Programming Assignment 9: Zipf’s Law

Initial Due Date: 2024-11-21 8:00AM
Final Due Date: 2024-12-09 4:15PM

Note: This assignment is an individual assignment.

Background

George Kingsley Zipf was a linguist who noticed an interesting phenomenon regarding the frequencies of words in a corpus (collection of documents). For almost any corpus the frequency of the occurrence of a word (i.e., how many times it occurs) is inversely proportional to the word’s frequency rank in the corpus, i.e.

\[\text{word frequency} \propto \frac{1}{\text{word rank}}\]

For example, the most frequent word (rank of 1) generally occurs twice as many times as the second most frequent word (rank of 2), etc.

This phenomenon tends to show up not only in text data, but in a variety of naturally occurring data ranging from search engines queries to connections in social networks. This phenomenon is so predominant that is has been coined Zipf’s law.

Zipf’s law is most easily observed by plotting the data on a log-log plot. In this form we would expect a linear relationship of the form:

\[\log{(\text{word frequency})} \propto -s\log{(\text{word rank})}\]

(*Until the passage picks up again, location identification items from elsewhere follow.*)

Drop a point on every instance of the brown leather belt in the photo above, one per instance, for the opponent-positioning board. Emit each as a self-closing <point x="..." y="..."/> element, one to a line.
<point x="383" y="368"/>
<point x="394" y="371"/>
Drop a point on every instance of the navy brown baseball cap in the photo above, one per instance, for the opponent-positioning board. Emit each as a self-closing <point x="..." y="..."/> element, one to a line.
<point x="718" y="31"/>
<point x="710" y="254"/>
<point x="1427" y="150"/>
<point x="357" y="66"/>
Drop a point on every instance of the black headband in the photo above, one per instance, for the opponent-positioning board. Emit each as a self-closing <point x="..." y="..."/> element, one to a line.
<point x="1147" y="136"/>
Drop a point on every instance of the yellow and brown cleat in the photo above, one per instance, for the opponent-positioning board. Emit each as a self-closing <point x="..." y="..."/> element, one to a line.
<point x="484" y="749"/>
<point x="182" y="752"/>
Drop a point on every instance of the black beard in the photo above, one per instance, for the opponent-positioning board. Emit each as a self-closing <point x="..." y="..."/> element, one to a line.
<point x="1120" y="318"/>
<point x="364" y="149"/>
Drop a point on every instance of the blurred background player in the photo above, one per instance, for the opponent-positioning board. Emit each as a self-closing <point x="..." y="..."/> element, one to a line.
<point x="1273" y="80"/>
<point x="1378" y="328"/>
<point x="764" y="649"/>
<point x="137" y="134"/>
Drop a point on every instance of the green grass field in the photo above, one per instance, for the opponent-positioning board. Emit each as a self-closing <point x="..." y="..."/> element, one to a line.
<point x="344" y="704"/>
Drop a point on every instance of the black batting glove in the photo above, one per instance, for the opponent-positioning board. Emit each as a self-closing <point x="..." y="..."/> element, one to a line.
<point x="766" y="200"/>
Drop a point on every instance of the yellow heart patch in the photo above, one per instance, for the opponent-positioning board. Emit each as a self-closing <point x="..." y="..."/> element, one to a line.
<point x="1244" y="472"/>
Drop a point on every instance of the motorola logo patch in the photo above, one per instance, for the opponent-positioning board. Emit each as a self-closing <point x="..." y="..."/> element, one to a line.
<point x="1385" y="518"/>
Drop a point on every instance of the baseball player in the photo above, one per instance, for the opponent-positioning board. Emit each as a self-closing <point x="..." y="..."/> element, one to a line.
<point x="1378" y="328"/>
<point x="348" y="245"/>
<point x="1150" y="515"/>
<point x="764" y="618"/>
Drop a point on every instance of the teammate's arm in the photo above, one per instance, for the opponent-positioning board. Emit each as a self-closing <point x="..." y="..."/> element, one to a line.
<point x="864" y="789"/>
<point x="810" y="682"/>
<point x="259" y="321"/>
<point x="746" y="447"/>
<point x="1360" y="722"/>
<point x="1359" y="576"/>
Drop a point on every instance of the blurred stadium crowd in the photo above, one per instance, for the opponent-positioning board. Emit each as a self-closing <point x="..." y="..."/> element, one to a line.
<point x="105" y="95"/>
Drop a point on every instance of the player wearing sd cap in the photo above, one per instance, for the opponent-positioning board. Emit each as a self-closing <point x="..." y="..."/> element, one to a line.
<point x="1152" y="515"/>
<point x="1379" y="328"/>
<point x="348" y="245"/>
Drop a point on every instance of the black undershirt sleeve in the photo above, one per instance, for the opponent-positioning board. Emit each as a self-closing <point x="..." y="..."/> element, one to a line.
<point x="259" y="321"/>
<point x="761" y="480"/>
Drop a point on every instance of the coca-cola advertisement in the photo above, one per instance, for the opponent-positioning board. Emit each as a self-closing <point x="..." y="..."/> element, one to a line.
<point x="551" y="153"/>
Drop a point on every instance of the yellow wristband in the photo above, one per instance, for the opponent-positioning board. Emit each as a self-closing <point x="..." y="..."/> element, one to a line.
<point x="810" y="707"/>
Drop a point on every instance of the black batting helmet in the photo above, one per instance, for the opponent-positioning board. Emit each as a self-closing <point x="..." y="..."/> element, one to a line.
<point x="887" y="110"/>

where s is a constant that depends on the language, but we should expect to be approximately 1. In this assignment we will write a program to generate a log-log plot for a text corpus, like shown below for the Grimm’s fairytale “Hansel and Gretel”.

Plot of count vs. rank for Hansel and Gretel

Specification

For this assignment, you will be writing a program that reads text data from a file and generates the following:

A plot like that shown above, that is a log-log plot of word count versus word rank.
A printed list (i.e., printed using print) of up to the 10 most frequent words in the file in descending order of frequency along with each word’s count in the file. The word and its count should be separated by a tab ("\t").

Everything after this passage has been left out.